Também as partes da relação processual penal têm o dever de agir com lealdade, probidade e boa-fé, sendo que os direitos que lhes são permitidos exercer não podem ser manejados de modo abusivo ou temerário, nem servir para a procrastinação do processo. É fundamental que se conceba o processo penal como um instrumento ético de aplicação do direito, em que os excessos, a má-fé e a deslealdade não merecem guarida, sejam por parte da acusação ou da defesa.

Neste diapasão, é inadiável a garantia de um processo penal justo e leal, calcado em procedimentos livres de incorreções por parte dos que dele participam. Esta concepção é pertinente a todo o tecido processual penal, seja no tocante ao exercício de ação, ao direito à instrução probatória ou ao direito do acusado à ampla defesa (SOUZA, 2007).

O direito ao silêncio está consubstanciado no direito à ampla defesa, já abordado mais detalhadamente. A ampla defesa confere ao imputado, como visto, a possibilidade de se defender do fato que lhe é atribuído, utilizando todas as provas admitidas pelo Direito (BRASIL, 1988). Porém, não pode o acusado ultrapassar a linha da autodefesa e atrapalhar o curso do processo, caso contrário, estará incorrendo em abuso do direito. Assim, ao se defender, ele não está autorizado a, em nome do direito à ampla defesa, no qual reside o direito de permanecer calado em juízo, valer-se de expedientes como mentir diante do julgador ou atribuir crime a outra pessoa. Isso porque tais expedientes dificultam a consecução da função social do direito e, consequentemente, de suas normas.
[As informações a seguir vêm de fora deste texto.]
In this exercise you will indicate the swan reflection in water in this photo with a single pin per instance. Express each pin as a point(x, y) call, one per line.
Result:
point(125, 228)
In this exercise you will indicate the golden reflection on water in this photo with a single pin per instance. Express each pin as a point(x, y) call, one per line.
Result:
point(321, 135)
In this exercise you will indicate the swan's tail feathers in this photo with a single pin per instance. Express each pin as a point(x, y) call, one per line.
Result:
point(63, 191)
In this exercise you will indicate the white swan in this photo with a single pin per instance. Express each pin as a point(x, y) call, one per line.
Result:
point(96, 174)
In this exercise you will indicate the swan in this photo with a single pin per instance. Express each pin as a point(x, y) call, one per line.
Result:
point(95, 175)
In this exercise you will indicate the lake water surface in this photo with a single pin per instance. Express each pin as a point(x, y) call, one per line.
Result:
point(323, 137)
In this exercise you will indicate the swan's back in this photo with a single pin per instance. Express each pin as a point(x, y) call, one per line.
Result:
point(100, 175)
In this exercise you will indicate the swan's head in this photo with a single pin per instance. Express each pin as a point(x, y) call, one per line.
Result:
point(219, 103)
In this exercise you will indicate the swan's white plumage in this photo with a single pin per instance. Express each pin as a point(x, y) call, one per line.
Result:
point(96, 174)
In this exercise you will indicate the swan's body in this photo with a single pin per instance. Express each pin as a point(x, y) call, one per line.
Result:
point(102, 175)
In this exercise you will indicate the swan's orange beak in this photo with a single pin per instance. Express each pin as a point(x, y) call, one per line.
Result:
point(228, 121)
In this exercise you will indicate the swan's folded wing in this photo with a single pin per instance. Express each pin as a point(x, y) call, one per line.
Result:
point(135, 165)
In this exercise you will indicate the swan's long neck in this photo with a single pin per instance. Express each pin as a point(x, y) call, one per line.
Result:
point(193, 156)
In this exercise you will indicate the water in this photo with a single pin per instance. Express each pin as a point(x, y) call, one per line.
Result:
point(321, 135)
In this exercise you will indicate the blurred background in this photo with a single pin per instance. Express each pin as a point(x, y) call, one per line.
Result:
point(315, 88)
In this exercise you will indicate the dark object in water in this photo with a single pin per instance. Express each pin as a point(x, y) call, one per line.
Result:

Ademais, utilizando-se dessas ferramentas, o acusado promoveria a dilação indevida do processo, proibida, pela Constituição vigente no país, que preza pela duração regular do processo, pois o julgador necessitaria de mais diligências, a fim de alcançar a verdade real. Essa dilação indevida também corrobora para que outras pessoas tenham dificuldade em usufruir de uma boa prestação de serviços por parte do Judiciário. A partir de quando um processo demanda, desse Poder, mais tempo para ser solucionado, o acesso dos demais indivíduos à Justiça se torna dificultoso e moroso, em decorrência do acúmulo de ações que ficam pendentes de resolução.

Consequentemente, se o imputado ultrapassa os limites da autodefesa, incorre em abuso de direito processual, posto que não lhe é permitido manejar o processo de forma a causar danos à sociedade e à justiça. É abusiva, então, a conduta de quem, com espeque no direito de permanecer calado em juízo, manipula o processo conforme seus interesses, em detrimento da função social do direito e de suas normas, das quais toda a sociedade é destinatária, dificultando, assim, a realização da justiça.